Where are you going with this new record?
Taylor: We were touring on the last record and when we started to write for this one, Chaka would say ‘check out this new Jay-Z record, and vibe on what the drums are doing’. The way those drums would convey a meaning like in the ticking of a clock, and everything has its space. When they’re off, they’re off and when they’re on, they’re on. We were trying to get those concepts going.
Chaka: Yeah, trying to angle rock music a different way than it currently is. Y’know, the flow of the rhythms to the flow of the vocals, to have the syncopation marks. We looked to other genres of music, other colors and palettes, than we were given coming straight out of hardcore bands. Even in hip hop, everybody’s searching and now it’s time for something more interesting. Different things in the world are happening, and music needs to move people differently at different times. Especially me. Like when we came off tour, we were listening to a certain kind of music and I was bringing in a certain kind of thing. After being on tour and lucky enough to tour with bands like the Deftones, Korn, H20, you want to listen to something completely different. It’s like the first second of a cold shower. We kinda got stuck listening to a lot of different shit and not really listening to much rock. We brought our music towards some of the shit that we listened to conceptually.
Taylor: I can listen to this record as a fan, and not sit there and overly critique it. That’s the first time I can do that with any record I’ve played on.

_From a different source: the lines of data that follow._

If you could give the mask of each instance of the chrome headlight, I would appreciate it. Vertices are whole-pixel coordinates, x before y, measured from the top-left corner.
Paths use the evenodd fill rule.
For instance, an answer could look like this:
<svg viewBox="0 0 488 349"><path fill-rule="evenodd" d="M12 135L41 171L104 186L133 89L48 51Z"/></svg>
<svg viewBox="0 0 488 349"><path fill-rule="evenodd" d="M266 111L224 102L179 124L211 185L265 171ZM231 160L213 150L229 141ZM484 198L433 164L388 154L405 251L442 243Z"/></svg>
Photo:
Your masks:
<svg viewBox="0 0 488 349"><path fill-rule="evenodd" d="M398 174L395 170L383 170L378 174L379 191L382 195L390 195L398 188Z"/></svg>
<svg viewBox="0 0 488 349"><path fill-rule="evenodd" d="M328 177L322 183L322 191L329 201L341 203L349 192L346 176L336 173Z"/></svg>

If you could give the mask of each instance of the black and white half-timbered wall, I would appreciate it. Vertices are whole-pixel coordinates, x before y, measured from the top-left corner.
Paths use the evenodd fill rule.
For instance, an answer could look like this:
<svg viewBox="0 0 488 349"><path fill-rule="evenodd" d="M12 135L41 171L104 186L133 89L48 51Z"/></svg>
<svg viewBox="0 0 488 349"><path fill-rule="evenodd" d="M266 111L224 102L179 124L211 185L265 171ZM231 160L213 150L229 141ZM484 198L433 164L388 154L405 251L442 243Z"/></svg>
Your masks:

I’m not wishing we’d done anything differently.
What about differences in making a record in L.A. versus NYC?
Chaka: It’s super important for me to change my whole area of being when I do something as important as a record, ‘cause when I’m here (in NYC), there are all these distractions and other stuff in the air. I feel like there’s a collective consciousness. We’re all in touch with each other on a deeper level, y’know? But when I put myself outside of my natural area, I can be closer to the feel. I get great ideas and I’m more in touch with myself. I can be more giving which makes me a better artist. I think going to record in L.A. and taking us out of everything but ourselves made us do much better work than we’ve done here in the past or anywhere else.
Taylor: We went out with a bunch of ideas and ended up pretty much writing the entire thing there. We were just digging on being away from home.
Chaka: We needed a completely different reality. There was this little apartment that we lived in and the studio; that was it. I went out four times in eight weeks, I think.
Doing the organic approach. So, what do you want to get across to the people?
Chaka: For people to be themselves and as positive as possible
Matt: Try to look for the good in shit. There’s plenty of bad out there. If you recognize bad, that doesn’t mean anything. If you act to change it, like “that’s bad but this is good”, if you have more of that, it counters the bad, you can take action and make shit better for yourself and other people.
chaka: Don’t settle for things; work your ass off. Music needs to heal people; that’s why I’ve always listened.